Located north of the Polar Front, the Falkland Islands are not considered sub-Antarctic, but are a common stop for many Antarctica travels. The total population of the islands is about 2,500; over half of the residents live in the Falklands' capital of Stanley. English is the official and preferred language of the region. The islands have a rich history, but since the end of the Falklands War in 1982 - United Kingdom's troops fought off an Argentinian invasion - the islands have remained culturally British. East and West Falkland make up the majority of the total landmass, but there are over seven hundred islands to explore in the area, including the tiny Sea Lion Island. The climate is quite mild; even in the winter months temperatures are frequently above freezing. The Falklands' main attractions include wildlife viewing, trekking, horseback riding, fishing, and scuba diving. Stanley also offers swimming in its public pool.
Stanley, the islands' capital, is found on East Falkland. The village is filled with charm and character; some of the area's homes are pieced together by salvaged wood from shipwrecks. The Government House is located in Stanley and home to the London-appointed governor. The town, however, did not gain its political position through seniority. The oldest settlement on the island is actually Port Louis, located about 20 miles northwest of Stanley. It contains the island's oldest buildings, a great visit for any amateur or studied historian during their Antarctica travels.
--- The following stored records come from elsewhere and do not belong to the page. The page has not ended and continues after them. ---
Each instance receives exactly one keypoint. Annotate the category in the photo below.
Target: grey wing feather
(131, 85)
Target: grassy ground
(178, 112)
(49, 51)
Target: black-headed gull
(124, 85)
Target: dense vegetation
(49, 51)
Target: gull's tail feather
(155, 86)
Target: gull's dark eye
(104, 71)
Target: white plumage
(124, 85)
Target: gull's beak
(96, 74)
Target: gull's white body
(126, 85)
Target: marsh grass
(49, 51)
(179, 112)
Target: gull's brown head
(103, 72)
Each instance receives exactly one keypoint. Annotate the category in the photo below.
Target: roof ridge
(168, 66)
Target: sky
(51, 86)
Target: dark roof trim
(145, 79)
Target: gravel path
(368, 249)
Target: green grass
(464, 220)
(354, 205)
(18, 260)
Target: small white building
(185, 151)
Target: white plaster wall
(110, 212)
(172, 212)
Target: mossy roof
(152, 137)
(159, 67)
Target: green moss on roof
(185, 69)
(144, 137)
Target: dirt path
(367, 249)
Volunteer Beach, located east of Port Louis, is home to 150 breeding pairs of penguins. Fur seals and elephant seals can also be seen in the distance. East Falkland contains the most extensive road network in the area. Travel between locations can be done by car or an adventurous day-long trek.
This small island is less than a mile wide, but if filled with wildlife. Hundreds of elephant seals crowd the beaches, while sea lions find places to bask on upper ridges of the southern coast. Over five species of penguins find room to nest on Sea Lion. The island also has one of the only working Falkland farms, sporting native tussock grass. Wildlife zealots should not miss a trip to this region.
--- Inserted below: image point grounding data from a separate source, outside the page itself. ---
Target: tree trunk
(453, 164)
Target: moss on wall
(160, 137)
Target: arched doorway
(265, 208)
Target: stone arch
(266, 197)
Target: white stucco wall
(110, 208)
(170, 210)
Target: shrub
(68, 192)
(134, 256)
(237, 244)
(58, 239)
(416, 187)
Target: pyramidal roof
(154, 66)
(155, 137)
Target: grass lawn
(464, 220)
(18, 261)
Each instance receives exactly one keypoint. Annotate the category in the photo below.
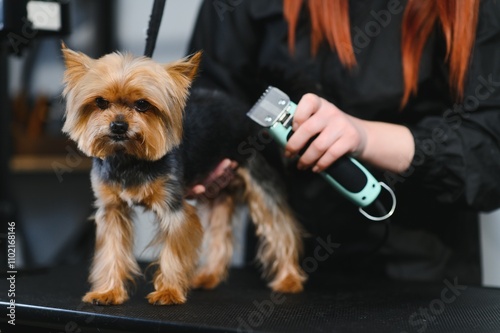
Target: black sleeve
(228, 36)
(458, 153)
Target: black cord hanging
(154, 27)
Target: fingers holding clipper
(326, 131)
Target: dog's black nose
(118, 127)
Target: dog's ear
(187, 67)
(77, 64)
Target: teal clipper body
(275, 111)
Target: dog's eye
(101, 103)
(142, 105)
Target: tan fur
(280, 237)
(113, 262)
(123, 79)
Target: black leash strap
(154, 27)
Comparable in size with East Falkland, the West contains only one substantial road. The island is scattered with farmland, the oldest is found at Port Howard. About 40 people share the farm with 42,000 sheep and 800 cattle. West Falkland's main temptation is its wildlife viewing. Before making the hike to the site seeing locations, make sure to ask the local farmer's permission to cross their land. The trek to the southwestern end is worth it. The coastline is covered in thousands of rockhoppers and a number of other seabirds. Groups of gentoo penguins can also be seen in West Falkland.